Hubbard: [In literature] they’re sometimes demonic and downright evil. That’s why “vampire” has such awful connotations…Part of my contrarism was to envision the vampire as the good guy…It made perfect sense to me that they were just misunderstood people suffering from certain afflictions, some of them anyway, the Sanguinsts, and there are, of course, the others that just delight in mortifying mortals.



EU: How long did it take you to write the book? What was the inspiration?

Hubbard: I was able to write it within a year. It began with a dream that I had about a woman walking in Savannah, but what was strong about the dream was the narrative voice…When I woke up, I wrote it down…There’s something about the voice that I really enjoyed, and that’s where a lot of my fiction has come from in the past, just this narrative voice. It’s not my voice that comes to me, usually in a dream. So that became the preface of the book, and very soon after writing the preface I got a sense of what the whole could be…in other books that hasn’t happened, but I was able to write a detailed outline of the whole…I spent all of last summer writing for at least three hours most days.



EU: Identity is a definite focus for your book. How would you say that relates to vampires?

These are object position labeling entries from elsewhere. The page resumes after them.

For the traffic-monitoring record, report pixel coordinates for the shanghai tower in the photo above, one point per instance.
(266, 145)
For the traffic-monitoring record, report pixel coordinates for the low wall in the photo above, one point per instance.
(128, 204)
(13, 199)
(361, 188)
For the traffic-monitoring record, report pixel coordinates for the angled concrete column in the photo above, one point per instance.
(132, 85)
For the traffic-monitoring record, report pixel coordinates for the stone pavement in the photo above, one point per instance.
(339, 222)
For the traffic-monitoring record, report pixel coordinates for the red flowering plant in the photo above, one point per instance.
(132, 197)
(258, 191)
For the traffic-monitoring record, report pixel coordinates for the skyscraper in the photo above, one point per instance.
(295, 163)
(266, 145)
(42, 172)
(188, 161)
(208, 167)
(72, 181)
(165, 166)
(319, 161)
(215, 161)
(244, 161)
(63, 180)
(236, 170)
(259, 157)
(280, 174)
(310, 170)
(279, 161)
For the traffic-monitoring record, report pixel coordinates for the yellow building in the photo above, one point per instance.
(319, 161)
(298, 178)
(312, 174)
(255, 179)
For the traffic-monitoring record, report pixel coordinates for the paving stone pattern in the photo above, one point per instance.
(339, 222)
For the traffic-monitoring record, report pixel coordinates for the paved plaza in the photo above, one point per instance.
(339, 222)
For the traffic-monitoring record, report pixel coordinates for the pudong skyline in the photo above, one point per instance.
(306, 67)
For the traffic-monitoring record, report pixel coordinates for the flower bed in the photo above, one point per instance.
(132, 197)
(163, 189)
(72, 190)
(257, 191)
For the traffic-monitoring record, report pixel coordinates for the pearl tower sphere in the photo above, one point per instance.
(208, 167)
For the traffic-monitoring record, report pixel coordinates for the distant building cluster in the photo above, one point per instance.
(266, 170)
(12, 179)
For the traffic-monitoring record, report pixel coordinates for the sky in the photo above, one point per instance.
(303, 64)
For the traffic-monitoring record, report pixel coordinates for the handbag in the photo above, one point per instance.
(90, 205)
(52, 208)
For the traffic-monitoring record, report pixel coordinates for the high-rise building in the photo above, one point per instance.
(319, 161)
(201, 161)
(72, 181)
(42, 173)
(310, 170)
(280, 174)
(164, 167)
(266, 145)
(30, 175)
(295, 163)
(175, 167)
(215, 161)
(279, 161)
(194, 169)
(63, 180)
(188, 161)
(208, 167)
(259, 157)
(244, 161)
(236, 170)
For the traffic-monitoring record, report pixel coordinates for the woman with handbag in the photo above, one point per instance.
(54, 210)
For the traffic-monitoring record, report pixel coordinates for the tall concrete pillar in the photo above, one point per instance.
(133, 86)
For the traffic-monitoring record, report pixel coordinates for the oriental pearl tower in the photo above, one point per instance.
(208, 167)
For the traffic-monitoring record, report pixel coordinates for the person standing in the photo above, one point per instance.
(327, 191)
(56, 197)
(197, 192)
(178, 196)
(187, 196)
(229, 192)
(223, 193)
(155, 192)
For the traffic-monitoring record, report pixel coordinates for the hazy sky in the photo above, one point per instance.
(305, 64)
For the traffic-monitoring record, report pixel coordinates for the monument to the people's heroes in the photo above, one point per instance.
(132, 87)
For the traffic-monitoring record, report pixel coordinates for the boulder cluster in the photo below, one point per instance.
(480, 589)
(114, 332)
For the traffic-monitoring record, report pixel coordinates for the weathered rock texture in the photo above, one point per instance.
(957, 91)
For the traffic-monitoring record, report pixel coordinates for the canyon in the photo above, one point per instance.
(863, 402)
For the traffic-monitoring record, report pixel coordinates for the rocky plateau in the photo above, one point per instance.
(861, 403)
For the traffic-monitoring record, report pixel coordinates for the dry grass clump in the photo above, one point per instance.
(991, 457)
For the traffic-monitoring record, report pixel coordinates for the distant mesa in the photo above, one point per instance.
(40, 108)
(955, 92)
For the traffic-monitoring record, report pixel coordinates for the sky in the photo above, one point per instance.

Hubbard: [I want to] talk about what it is to be “other” and to be alienated from the culture. I certainly identify with that; I think a lot of people do, frankly. What is it like to live in culture whose values don’t reflect yours? It makes you feel constantly displaced and constantly as if you’re the outsider. That matters to me and it’s something I think I’m taking further in the next book.

Susan Hubbard will be signing The Society of S at the Jacksonville Beach Books-a-Million on May 17th at 7 pm.